I’ve probably put in close to 200 sorting gates in my life and I’d like to share some tips with you here. It’s a big subject, so I’m going to break it down into a few posts to properly go thru everything.
There are two places you would use a hydraulic gate. The first is in front of the chute for sorting, the second is at the tub or bud box for forcing cattle into the alley.
They work great for sorting in front of the chute. These gates are usually controlled at the chute, or on a switchboard at the desk of the guy recording information. they can be opened when you make a decision on what group the cow will go into. These gates are usually lighter duty and the hydraulics can be set up to just move the gate without having to worry about latching it shut.
Hydraulic gates also work great where you are forcing cows into the alley. A tub gate, bud box gate, or staging gate in the alley before a tub are great examples. These gates are heavier, and usually have to swing 90 degrees, or in the case of tubs, 180 or 270 degrees. Staging gates also take a lot of pressure when groups of cows push against them.
If they are properly installed, hydraulic gates are very strong and reliable, but there are some weak points to every system.
The biggest weak point is the that the cylinders are pushing on a long gate from very close to the hinge.
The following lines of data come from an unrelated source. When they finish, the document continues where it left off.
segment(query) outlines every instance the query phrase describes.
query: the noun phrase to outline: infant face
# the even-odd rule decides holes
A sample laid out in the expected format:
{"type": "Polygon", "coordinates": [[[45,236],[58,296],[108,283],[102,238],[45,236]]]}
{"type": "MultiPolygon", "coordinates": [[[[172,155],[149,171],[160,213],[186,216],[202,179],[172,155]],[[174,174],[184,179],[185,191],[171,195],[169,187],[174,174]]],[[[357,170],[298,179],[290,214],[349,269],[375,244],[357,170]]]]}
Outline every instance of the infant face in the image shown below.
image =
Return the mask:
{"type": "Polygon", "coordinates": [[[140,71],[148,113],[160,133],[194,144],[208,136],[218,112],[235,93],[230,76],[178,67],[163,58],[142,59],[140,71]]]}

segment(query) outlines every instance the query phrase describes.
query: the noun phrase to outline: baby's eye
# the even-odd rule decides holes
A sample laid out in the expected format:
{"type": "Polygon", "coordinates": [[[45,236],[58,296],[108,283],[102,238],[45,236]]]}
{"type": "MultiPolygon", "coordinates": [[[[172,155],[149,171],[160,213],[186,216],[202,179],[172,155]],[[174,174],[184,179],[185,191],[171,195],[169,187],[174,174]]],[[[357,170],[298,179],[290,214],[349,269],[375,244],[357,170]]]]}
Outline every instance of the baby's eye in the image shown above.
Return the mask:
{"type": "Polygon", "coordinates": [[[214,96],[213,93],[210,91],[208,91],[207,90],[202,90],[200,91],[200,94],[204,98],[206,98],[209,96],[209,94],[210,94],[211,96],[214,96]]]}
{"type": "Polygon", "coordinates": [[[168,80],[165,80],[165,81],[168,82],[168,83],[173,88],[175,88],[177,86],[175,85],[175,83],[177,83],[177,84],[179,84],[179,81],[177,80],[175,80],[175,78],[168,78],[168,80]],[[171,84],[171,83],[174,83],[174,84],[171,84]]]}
It takes a lot of force to move and stop the gate from this position. Now, when the cylinder starts you have a little bit of cushion from your hoses and bypass valve, but when the cylinder stops, it stops almost instantly as the valve closes. A second weak point is closely related. The cylinder is holding the gate closed when groups of cows press against it. If you are in a pressure area, you must put a latch on the gate, or you will be dealing with a broken mounting bracket pretty quickly
Another weakness is more to do with the hydraulics. In the cold weather of a northern winter, it can be a challenge to get your hydraulics system working. A sorting system has a unique feature that many other hydraulics don’t have, and that’s that they have very long hoses running in a circuit to all the gates. These hoses hold a lot of fluid, and they create a lot of resistance. When the oil is super cold, all this fluid conspires to try to keep your motor from getting up to speed to operate. The result is burned up electric motors.